De lefigaro.fr
L'accélération des vents leur offre de nouvelles zones de pêche.«Ils sont comme les vautours et vont chercher leur nourriture très loin». Crédits photo : © Russell Boyce / Reuters/X00036
Le changement climatique profite aux grands albatros de l'océan austral… Même s'il ne s'agit que d'une amélioration temporaire, l'étude publiée aujourd'hui dans la revue américaine Sciencepermet de décrire très concrètement les mécanismes qui permettent cette situation. En l'occurrence, l'accélération des vents.
Jusqu'à présent, les impacts de l'évolution climatique sur la faune et la flore ont surtout été observés dans le cadre de la hausse des températures ou de la modification du régime des pluies. «Mais on sait également que le changement climatique provoque une augmentation de la vitesse des vents marins, de 15% en moyenne», rappelle Henri Weimerskirch, chercheur au Centre d'études biologiques du CNRS à Chizé (Deux-Sèvres).
Dans l'archipel français des îles Crozet (région subantarctique de l'océan Indien), la vitesse moyenne du vent est ainsi passée de 8 à 10,5 mètres par seconde (m/s) au cours des vingt dernières années. «Or le vent est un élément clé pour la recherche de nourriture des albatros», poursuit le scientifique qui a piloté l'étude menée avec trois autres chercheurs de Chizé et un du Centre de recherche environnementale de Leipzig (Allemagne).
En suivant depuis vingt ans cette population d'albatros dont l'envergure peut atteindre 3,5 mètres (la plus grande pour un oiseau), les scientifiques ont montré comment ces volatiles ont profité de l'accélération de la vitesse du vent pour réduire leur temps passé en quête de nourriture.
«Ils sont comme les vautours et vont chercher leur nourriture très loin», poursuit Henri Weimerskirch. Ces grands albatros, également baptisés hurleurs, parcourent facilement 10.000 à 12.000 km à chaque rotation. Cela peut aller jusqu'à 15.000 km en une quinzaine de jours avant qu'ils ne reviennent se poser sur une des îles de l'archipel. «S'ils vont toujours aussi loin aujourd'hui, l'accélération du vent leur permet d'aller plus vite, précise encore le chercheur. Le temps passé en mer diminue de 15% à 20%.»
Risque d'abandon du nid
Cette accélération a eu un double impact. Le poids des oiseaux, tout d'abord, a augmenté d'un kilo ce qui est relativement important pour des femelles qui pèsent environ 8kg et des mâles 10kg. Mais surtout cela a permis de diminuer l'abandon des nids: l'incubation des œufs, période au cours de laquelle les deux parents se relaient sur le nid, dure en effet 80 jours.

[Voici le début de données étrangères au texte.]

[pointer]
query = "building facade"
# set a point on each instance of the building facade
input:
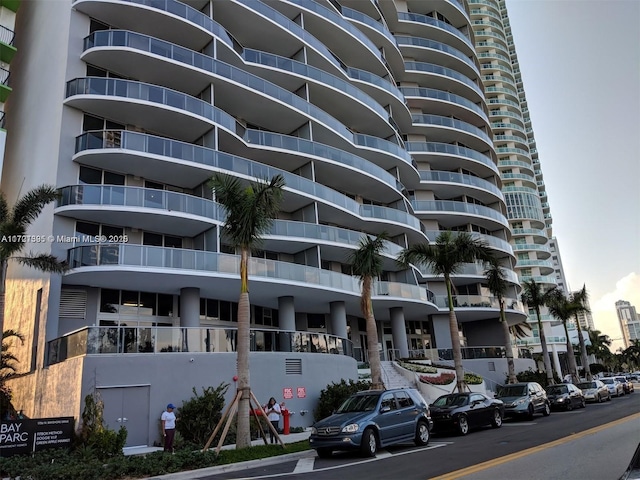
(629, 322)
(374, 113)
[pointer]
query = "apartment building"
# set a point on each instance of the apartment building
(374, 113)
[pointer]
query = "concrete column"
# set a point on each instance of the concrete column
(399, 332)
(338, 313)
(190, 307)
(286, 313)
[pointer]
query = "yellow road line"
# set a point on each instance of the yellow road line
(508, 458)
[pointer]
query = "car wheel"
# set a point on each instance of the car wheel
(463, 425)
(324, 452)
(530, 412)
(496, 422)
(422, 434)
(369, 445)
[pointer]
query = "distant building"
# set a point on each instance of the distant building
(629, 322)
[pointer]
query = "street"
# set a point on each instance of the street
(582, 444)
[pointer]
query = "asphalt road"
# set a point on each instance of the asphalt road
(585, 444)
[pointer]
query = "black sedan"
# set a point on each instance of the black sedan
(463, 411)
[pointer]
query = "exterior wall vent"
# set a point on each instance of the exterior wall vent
(73, 304)
(293, 366)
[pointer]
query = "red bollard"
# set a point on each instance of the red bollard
(285, 416)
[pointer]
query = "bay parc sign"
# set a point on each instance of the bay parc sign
(24, 436)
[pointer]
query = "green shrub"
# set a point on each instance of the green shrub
(336, 393)
(199, 415)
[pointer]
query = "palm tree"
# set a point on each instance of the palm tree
(445, 258)
(250, 212)
(498, 285)
(534, 297)
(563, 309)
(13, 227)
(366, 263)
(580, 299)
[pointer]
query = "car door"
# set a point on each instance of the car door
(388, 418)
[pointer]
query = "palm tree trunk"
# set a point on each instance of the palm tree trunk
(455, 339)
(545, 351)
(583, 352)
(507, 345)
(3, 287)
(243, 433)
(372, 335)
(571, 358)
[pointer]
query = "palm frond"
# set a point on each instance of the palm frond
(29, 206)
(44, 262)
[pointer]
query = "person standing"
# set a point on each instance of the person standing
(273, 415)
(168, 419)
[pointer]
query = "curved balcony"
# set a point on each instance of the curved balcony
(490, 240)
(415, 70)
(139, 208)
(171, 20)
(472, 132)
(449, 31)
(267, 99)
(160, 109)
(239, 166)
(424, 48)
(459, 181)
(452, 100)
(426, 207)
(447, 151)
(175, 340)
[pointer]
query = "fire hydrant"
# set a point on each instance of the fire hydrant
(285, 417)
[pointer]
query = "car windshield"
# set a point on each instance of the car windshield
(513, 391)
(556, 389)
(359, 403)
(451, 401)
(585, 385)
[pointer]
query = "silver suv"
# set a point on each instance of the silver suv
(524, 399)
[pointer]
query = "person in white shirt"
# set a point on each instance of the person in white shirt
(272, 409)
(168, 427)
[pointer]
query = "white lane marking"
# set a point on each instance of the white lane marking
(304, 465)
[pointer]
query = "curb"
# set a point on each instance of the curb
(234, 467)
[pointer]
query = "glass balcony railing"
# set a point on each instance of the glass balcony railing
(119, 195)
(445, 96)
(488, 239)
(459, 178)
(155, 340)
(182, 10)
(299, 68)
(461, 207)
(209, 64)
(444, 71)
(433, 45)
(448, 149)
(416, 17)
(426, 119)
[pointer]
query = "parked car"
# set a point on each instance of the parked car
(373, 419)
(565, 396)
(595, 391)
(463, 411)
(626, 384)
(524, 399)
(615, 387)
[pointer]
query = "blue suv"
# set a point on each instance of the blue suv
(373, 419)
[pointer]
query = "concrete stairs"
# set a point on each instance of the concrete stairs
(392, 378)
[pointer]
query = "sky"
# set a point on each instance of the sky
(580, 64)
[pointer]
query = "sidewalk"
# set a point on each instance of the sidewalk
(232, 467)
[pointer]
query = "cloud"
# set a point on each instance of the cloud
(604, 308)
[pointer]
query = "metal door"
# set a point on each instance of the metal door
(128, 407)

Quand l'un part pour se nourrir, l'autre couve et jeûne en attendant son tour. Mais si l'attente est trop longue, il risque d'abandonner le nid pour aller chercher lui-même de quoi s'alimenter.«Au cours des 80 jours, les oiseaux alternent environ huit trajets en mer successifs. Mais auparavant ces vols pouvaient durer 13 jours au lieu de 9 aujourd'hui».
Le changement du régime des vents présente également l'avantage de déplacer les zones de chasse des albatros en les éloignant des régions où se concentrent les gros bateaux qui pêchent à la palangre, notamment les thoniers. Des kilomètres de lignes sur lesquelles sont placés des hameçons. Certains oiseaux, attirés par les appâts, s'y accrochent et meurent.
«La population des grands albatros qui est une espèce en voie de disparition a diminué du fait de la pêche dans les années 1970», souligne Henri Weimerskirch. «Mais l'éloignement des zones de pêche et l'amélioration des conditions environnementales ont permis une stabilisation.» Seul petit nuage à l'horizon: le nouveau régime des vents qui est apparu il y a une trentaine d'années au nord de Crozet se trouve aujourd'hui juste au-dessus de l'archipel. Or le mouvement va lentement se poursuivre en direction du sud, laissant les albatros retrouver un régime moins favorable avec les problèmes qui l'accompagnent.